Congrats on your new aircraft! I was jealous enough of your DiamondStar. Now you’re in serious rock star territory!
The 42 seems to me to be everything an modern airplane should be: good looking, efficient, high tech, and fast.
In about a year, try going for a flight in a late model Skyhawks. It’ll seem like you’ve gone back to the Stone Age. If you ever get a hankering to take some extra ballast along on a flight, let me know. :)
Just wanted to drop you a quick note to let you know how much I enjoy reading your blog. Each time your blog pops up in my Feedly aviation group I know I am in for a treat. Hope you keep flying and blogging for a long time to come.
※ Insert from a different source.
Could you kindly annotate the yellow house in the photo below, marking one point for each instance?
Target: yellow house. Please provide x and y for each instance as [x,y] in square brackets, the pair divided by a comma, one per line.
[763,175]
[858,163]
It is nice to see the ‘tribal knowledge’ of venting fuel systems evolve as we transition to new, diesel, FADEC controlled aircraft. I have been told the DA42 is a different kind of aircraft but before I got a chance to fly one, I got a demo flight in the new, DA62 when it was in Monterey back in March 2016 on its introductory tour. It was a pleasant, easy plane to fly even though our VFR departure ended up in IMC and we needed an IFR clearance back into Monterey. As refined and comfortable as the plane was, I couldn’t help but think it was really a small family plane with much less room than the Baron 55 I owned previously — not a seven-place aircraft but a four-place aircraft with very limited baggage space.
I believe that to be a safe pilot in a Baron I would need to spend a LOT more time flying. And I am not sure that I would ever be quite as safe as I already am in the DA42. And the operating costs of a Baron would really hurt these days. I could have picked one up for less than I bought the DA42 for, but the first year would have been triple the cost. I talked to owners, mechanics and sales people. That’s the market that Diamond is thinking of, but they aren’t really comparably planes.